Na atividade há dois anos, a família da produtora Marta Pillati investiu em um galpão mecanizado no assentamento Dorcelina Folador, em Arapongas
Na atividade há dois anos, a família da produtora Marta Pillati investiu em um galpão mecanizado no assentamento Dorcelina Folador, em Arapongas | Foto: Ricardo Chicarelli


No assentamento rural Dorcelina Folador - entre as cidades de Apucarana e Arapongas – a sericicultura faz parte da história de trabalho dos pequenos produtores. Em 17 anos de assentamento, a atividade chegou a gerar renda a 46 famílias no local. Entre idas e vindas – e situações econômicas turbulentas com o bicho-da-seda – atualmente são 22 produtores, sendo boa parte bem satisfeita com a integração com a Bratac.

Há dois anos e meio, a produtora Marta Pillati, uma das líderes do assentamento, resolveu apostar na atividade. Ela sofreu um prejuízo muito grande no café após a geada de 2013, logo num momento que estava passando do sistema convencional para o agroecológico e, assim, tentando melhorar sua atividade na cafeicultura. "Tinha 13 mil pés de café e como estava nesse processo de conversão, resolvi não começar do zero e migrar para a seda."

Na área de 24 mil metros quadrados onde havia café agora as amoreiras predominam.
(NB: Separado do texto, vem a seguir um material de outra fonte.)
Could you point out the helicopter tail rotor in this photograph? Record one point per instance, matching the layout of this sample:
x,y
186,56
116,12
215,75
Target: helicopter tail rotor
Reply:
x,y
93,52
Com a assistência da Bratac, ela apostou no galpão mais mecanizado possível, além de um trator e uma máquina de corte para a alimentação dos animais. "O nosso barracão é todo mecanizado, tem motores e guinchos elétricos para descer e subir os bosques, além de um sistema de carrinho para tratar os bichos e não precisar sair com amora no braço. Desde o começo, isso era uma exigência nossa para entrar na atividade, inclusive para preservar a saúde e ter mais conforto para trabalhar."

Na última safra, ela – junto com o marido, o filho e um funcionário - trabalhou com 40,5 caixas do bicho-da-seda e fechou com média de nove criadas. "Para mim, o mais difícil (no manejo) é lidar com a genética do bicho, que a empresa vem mudando, então cada criada acaba saindo diferente uma da outra. É um animal muito sensível e o produtor precisa ter um olhar muito atencioso em cima deles."

Apesar do monopólio da empresa em relação ao setor, Marta relata que não tem do que reclamar em relação ao relacionamento com a empresa. "Temos uma confiança na empresa e digo que optamos pela sericicultura porque o mercado oscila menos que, por exemplo, a horticultura e de laticínios, que trabalhei por quatro anos. "

Outro ponto econômico positivo citado por ela é que como as criadas são mais rápidas, de 25 a 30 e poucos dias cada, o fluxo de caixa é maior que, por exemplo, o café, que acaba sendo uma cultura bianual mais forte. "É uma atividade que nos deu uma rotina de trabalho, custo baixo e implementação rápida. Se não esbarrasse na dificuldade de mão de obra, sem dúvida aumentaria minha área."